CD/Disque
Common "Finding Forever"
|
|
   Entre deux chefs d'oeuvre, le MC spirituel s'en sort toujours par le haut
Depuis son incursion sur la scène rap en 1992, Common a toujours été bien entouré musicalement. Entre Jay Dee, Questlove, Premier et toute la bande Nu Soul-Rawkus-Soulquarians, il lui était difficile de parvenir à se vautrer. Ce qui ne fut jamais le cas, le bonhomme étant au contraire l'auteur de deux albums les plus superbes dans l'histoire de son genre musical. Like water for chocolate, en tous points parfait, sorti en 2000. Et plus récemment Be, véritable pépite soul à la fois old school et moderne, grâce notamment aux doigts de fée de Kanye West, génial producteur patenté de l'ensemble. Entre ces deux merveilles, on retrouvait l'ovni Electric Circus, branque et inégal mais valable parce que culotté. Et l'artiste de débuter en parallèle une carrière d'acteur, hélas dans (avis perso) l'atroce Smokin' Aces (Mise à prix ), en salles depuis mercredi, où Alicia Keys ne s'en sort d'ailleurs pas bien mieux, engoncée dans une caricature réchauffée de vamp sous-sous Foxy Brown.
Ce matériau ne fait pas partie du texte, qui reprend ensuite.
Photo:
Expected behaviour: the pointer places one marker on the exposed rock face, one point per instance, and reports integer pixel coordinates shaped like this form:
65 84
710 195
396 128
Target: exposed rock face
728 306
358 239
Ce nouvel album souffre lui aussi d'arriver après un disque magistral. Mais les risques sont ici limités, grâce à une certaine prudence dans les choix. Des morceaux carrés, léchés, plutôt courts mais efficaces.
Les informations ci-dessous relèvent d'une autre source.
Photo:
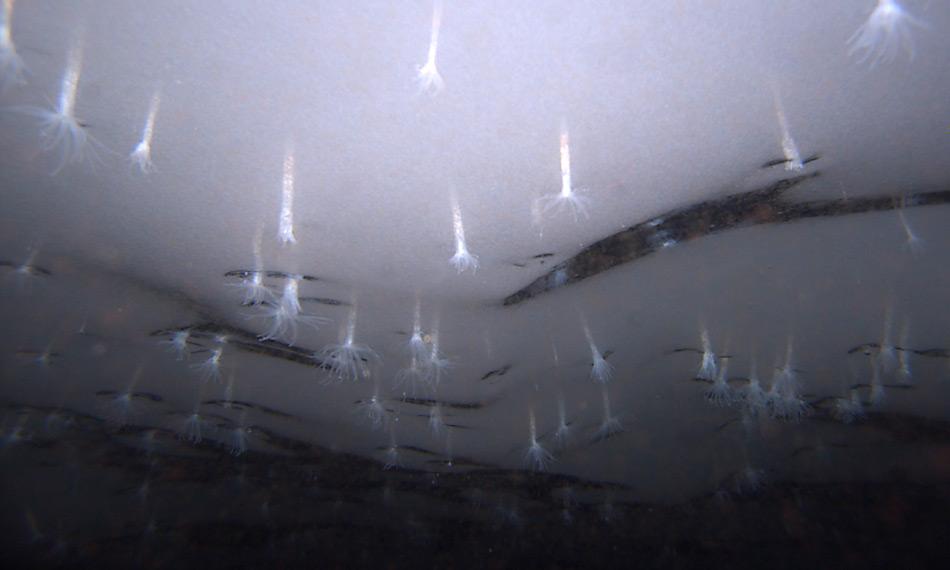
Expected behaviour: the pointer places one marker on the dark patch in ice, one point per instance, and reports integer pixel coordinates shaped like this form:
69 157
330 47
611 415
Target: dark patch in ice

A l'intérieur cohabitent des choses superbes et d'autres plus insipides. Première bonne nouvelle, le renouvellement du CNE de Kanye, qui a su trouver le temps malgré la sortie imminente de son mégalo (?) Graduation. Avec pour résultat de très jolis morceaux, comme le marqué rock Southside, ou le magnifique People. Jetez aussi une oreille sur un beau titre comme Black maybe, sur le thème de l'inegalité des chances, ou encore le planant morceau-titre. D'autres sont moins bons mais fonctionnent, comme Break my heart ou So far to go, qui restaure une instru de Jay Dilla, en compagnie de D'Angelo. Passée cette galerie de qualité, on oubliera plus vite les pistes restantes : l'inutile Drivin' me wild avec Lily Allen (variété, quand tu nous tieeeeeens). Un paresseux I want you avec Will I.Am, The Game avec un DJ Premier en petite forme (c'est rare), ou un Don't come my way malgré la présence du génial Slick Rick. Autre écueil plus ou moins discret, la posture de Common, inchangée depuis le départ, du sage-zen-calme-cool-Lexomil, faisant de lui le défenseur d'un hip-hop "conscient", sans vulgarité ni grumeaux. Un geste des plus nobles, pour un artiste se prenant parfois pour une réincarnation de Gil Scott-Heron (qui n'est pas mort), avec timbre grave soyeux et pose du prophète, mais qui devient parfois lourdingue.
C'est le cas lorsque le rappeur enfile certaines banalités ou surfe sur une vague un peu facile (samplant le Dream du Révérend King). En dépit de ces (bien minces) défauts, l'album reste d'une bonne qualité. Une fois de plus.